IndonesiaBuzz : Surabaya, Sabtu 28 Februari 2026 – Kepala Desa Sukosari, Kecamatan Dagangan, Kabupaten Madiun, Kusno, dijatuhi hukuman dua tahun penjara dalam perkara korupsi Bantuan Keuangan Khusus (BKK) Tahun Anggaran 2022 yang merugikan negara lebih dari Rp220 juta.
Vonis tersebut dibacakan majelis hakim Pengadilan Tindak Pidana Korupsi pada Pengadilan Negeri Surabaya, Jumat (27/2/2026).
Dalam putusan itu, hakim menyatakan terdakwa terbukti secara sah dan meyakinkan melakukan tindak pidana korupsi sesuai dakwaan primair jaksa penuntut umum.
Selain hukuman badan, Kusno juga diwajibkan membayar denda Rp50 juta.
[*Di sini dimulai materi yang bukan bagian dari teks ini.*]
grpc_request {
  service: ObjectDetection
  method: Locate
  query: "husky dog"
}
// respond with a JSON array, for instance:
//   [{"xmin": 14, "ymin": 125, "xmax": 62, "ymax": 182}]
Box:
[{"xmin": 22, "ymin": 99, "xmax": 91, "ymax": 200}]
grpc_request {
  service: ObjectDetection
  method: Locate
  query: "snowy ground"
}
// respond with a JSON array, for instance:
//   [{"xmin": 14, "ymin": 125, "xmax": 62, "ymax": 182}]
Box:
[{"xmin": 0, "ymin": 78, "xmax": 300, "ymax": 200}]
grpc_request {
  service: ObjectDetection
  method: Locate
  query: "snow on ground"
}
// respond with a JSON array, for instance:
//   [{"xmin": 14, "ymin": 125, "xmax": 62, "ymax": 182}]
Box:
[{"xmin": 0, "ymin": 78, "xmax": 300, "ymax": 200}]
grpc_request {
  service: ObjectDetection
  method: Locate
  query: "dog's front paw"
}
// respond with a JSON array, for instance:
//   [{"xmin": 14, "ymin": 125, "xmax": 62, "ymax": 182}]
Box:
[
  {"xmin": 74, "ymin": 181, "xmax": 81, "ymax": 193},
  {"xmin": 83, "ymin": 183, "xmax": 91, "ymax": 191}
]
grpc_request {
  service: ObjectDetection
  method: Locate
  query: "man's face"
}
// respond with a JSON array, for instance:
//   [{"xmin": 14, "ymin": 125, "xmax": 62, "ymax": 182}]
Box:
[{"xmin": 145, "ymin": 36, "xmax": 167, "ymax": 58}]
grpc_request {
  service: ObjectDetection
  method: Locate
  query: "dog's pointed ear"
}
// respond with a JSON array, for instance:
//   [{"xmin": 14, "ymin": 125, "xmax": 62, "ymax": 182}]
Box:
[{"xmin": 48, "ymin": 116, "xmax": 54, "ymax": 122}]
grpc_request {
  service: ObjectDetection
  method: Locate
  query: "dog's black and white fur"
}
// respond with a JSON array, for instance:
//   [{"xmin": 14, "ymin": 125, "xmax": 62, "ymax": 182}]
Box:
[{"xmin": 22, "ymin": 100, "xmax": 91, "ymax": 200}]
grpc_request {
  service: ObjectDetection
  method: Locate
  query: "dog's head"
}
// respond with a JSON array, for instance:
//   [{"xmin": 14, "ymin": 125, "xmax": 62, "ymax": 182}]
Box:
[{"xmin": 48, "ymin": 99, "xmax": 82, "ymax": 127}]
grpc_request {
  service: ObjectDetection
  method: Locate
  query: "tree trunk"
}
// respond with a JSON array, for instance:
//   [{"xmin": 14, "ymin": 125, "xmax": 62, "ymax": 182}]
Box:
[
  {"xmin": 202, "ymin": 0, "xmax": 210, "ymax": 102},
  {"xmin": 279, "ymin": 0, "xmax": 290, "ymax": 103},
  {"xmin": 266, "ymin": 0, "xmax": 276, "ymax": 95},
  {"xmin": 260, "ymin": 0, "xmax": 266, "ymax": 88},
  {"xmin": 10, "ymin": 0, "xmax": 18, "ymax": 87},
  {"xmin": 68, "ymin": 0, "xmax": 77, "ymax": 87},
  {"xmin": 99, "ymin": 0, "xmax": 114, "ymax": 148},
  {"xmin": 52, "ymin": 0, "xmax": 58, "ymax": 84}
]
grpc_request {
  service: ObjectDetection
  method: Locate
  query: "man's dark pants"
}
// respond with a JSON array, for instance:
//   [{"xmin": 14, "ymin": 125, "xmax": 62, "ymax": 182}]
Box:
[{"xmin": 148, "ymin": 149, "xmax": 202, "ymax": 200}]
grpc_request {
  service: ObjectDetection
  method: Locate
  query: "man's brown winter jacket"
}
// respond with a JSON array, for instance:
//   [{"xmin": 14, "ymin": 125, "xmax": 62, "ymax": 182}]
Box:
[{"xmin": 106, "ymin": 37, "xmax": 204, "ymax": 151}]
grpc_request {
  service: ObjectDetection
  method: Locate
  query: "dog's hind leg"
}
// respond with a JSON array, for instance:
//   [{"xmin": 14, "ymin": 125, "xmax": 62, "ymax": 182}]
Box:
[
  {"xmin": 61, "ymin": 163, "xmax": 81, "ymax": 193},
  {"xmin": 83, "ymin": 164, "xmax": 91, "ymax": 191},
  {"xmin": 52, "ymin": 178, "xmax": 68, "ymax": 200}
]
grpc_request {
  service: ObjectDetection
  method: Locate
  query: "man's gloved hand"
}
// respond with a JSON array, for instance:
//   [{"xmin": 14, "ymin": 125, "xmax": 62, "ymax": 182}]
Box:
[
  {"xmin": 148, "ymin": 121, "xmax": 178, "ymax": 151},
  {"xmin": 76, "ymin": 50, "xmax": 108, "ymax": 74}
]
Apabila denda tersebut tidak dibayarkan, akan diganti dengan pidana kurungan selama 50 hari. Terdakwa juga dibebani biaya perkara sebesar Rp5 ribu.
Dalam perkara yang dipisah, terdakwa lain Eko Edi Siswanto turut dijatuhi hukuman yang sama, yakni dua tahun penjara dan denda Rp50 juta subsider 50 hari kurungan.
Majelis hakim juga menetapkan uang sekitar Rp13 juta sebagai barang bukti dalam perkara Eko dirampas untuk negara.
Kasus ini berawal dari proyek pembangunan kolam renang di Dusun Watugong, Desa Sukosari, yang didanai BKK Tahun Anggaran 2022 senilai Rp600 juta.
Penyimpangan dalam pelaksanaan proyek tersebut diduga dilakukan bersama Eko Edi Siswanto dan almarhum Jaelono.
Jaksa dari Kejaksaan Negeri Kabupaten Madiun menyebut praktik tersebut mengakibatkan kerugian keuangan negara lebih dari Rp220 juta.
Kedua terdakwa telah menjalani penahanan sejak 6 Agustus 2025 untuk proses penyidikan.
Vonis yang dijatuhkan majelis hakim lebih ringan dibanding tuntutan jaksa yang sebelumnya menuntut Kusno dengan hukuman empat tahun enam bulan penjara.
Menanggapi putusan tersebut, Jaksa Penuntut Umum yang juga Kepala Seksi Pidana Khusus Kejaksaan Negeri Kabupaten Madiun, Adhi Satyo Wicaksono, menyatakan pihaknya masih mengkaji langkah selanjutnya.
“Terhadap putusan ini kami pikir-pikir,” ujarnya.
Hingga berita ini diturunkan, terdakwa maupun penasihat hukumnya belum memberikan pernyataan resmi terkait putusan tersebut.